Department Colloquium
Doug Downey, Assistant Professor, Northwestern University
November 17, 2009 - 3:30 Reception - 4:00 Presentation
Title: Autonomous Web-scale Information Extraction
Abstract:
Search engines are extremely useful tools for answering simple questions. However, for more complex questions -- e.g., "which nanotechnology companies are hiring on the West Coast?" -- existing search engines are less effective, because the answers are not contained on just a single page. Answering these questions requires extracting and synthesizing information across multiple documents. Currently, this is a tedious and error-prone manual process.

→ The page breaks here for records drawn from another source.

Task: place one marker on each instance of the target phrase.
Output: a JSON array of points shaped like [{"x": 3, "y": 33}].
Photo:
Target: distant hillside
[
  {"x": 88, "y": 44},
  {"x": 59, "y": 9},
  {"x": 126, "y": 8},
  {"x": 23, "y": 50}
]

In this talk, I will describe my research aimed at automating the extraction of information from the Web. I will present a model of the redundancy inherent in the Web, and show that the model can be used to identify correct extractions autonomously, without the manually labeled examples typically assumed in previous information extraction research. Further, while the redundancy-based model alone is ineffective for the "long tail" of infrequently mentioned facts, I will illustrate how unsupervised language models can be leveraged to overcome this limitation.
Bio:
Doug Downey is an assistant professor in the EECS Department of Northwestern University, which he joined in the Fall of 2008. He obtained his PhD from the University of Washington, where he was advised by Oren Etzioni. His research interests are in the areas of natural language processing, machine learning, and artificial intelligence. At UW, he was part of the KnowItAll project, which was aimed at utilizing the Web to autonomously extract large knowledge bases. Doug's primary research results concern probabilistic models of the redundancy inherent in large corpora, along with associated techniques that allow systems like KnowItAll to extract data autonomously at high precision.